La loi laisse aux juges du fond un pouvoir discrétionnaire pour apprécier le caractère satisfaisant ou non de la contribution au passif.

 

Si l’apurement réalisé est un élément substantiel à considérer, il convient aussi de tenir compte des facultés contributives de l’intéressé ainsi que de la part de responsabilité imputable à l’intéressé dans la création du passif.

 

Le dirigeant sous le coup d’une interdiction peut encore solliciter un relevé de déchéance s’il présente toutes garanties démontrant sa capacité à diriger ou contrôler une entreprise.

 

Ces garanties peuvent consister en une formation professionnelle, ceci corroborant l’idée selon laquelle la mesure d’interdiction de gérer a pour objet d’écarter provisoirement de la sphère des affaires des individus incompétents mais pas nécessairement malhonnêtes.

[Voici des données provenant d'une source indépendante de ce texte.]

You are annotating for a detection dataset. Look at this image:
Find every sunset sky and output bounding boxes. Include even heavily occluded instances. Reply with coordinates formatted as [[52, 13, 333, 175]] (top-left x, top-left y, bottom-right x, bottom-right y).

Cette demande est adressée par requête à la juridiction qui les a prononcées à laquelle sont joints tous documents justifiant de la contribution au paiement du passif ou des garanties démontrant sa capacité à diriger. La juridiction statue après avoir recueilli l’avis du procureur de la République.

Lorsqu’il y a relèvement total des déchéances et interdictions, la décision des juges emporte réhabilitation, restaurant ainsi la liberté d’entreprendre du concerné.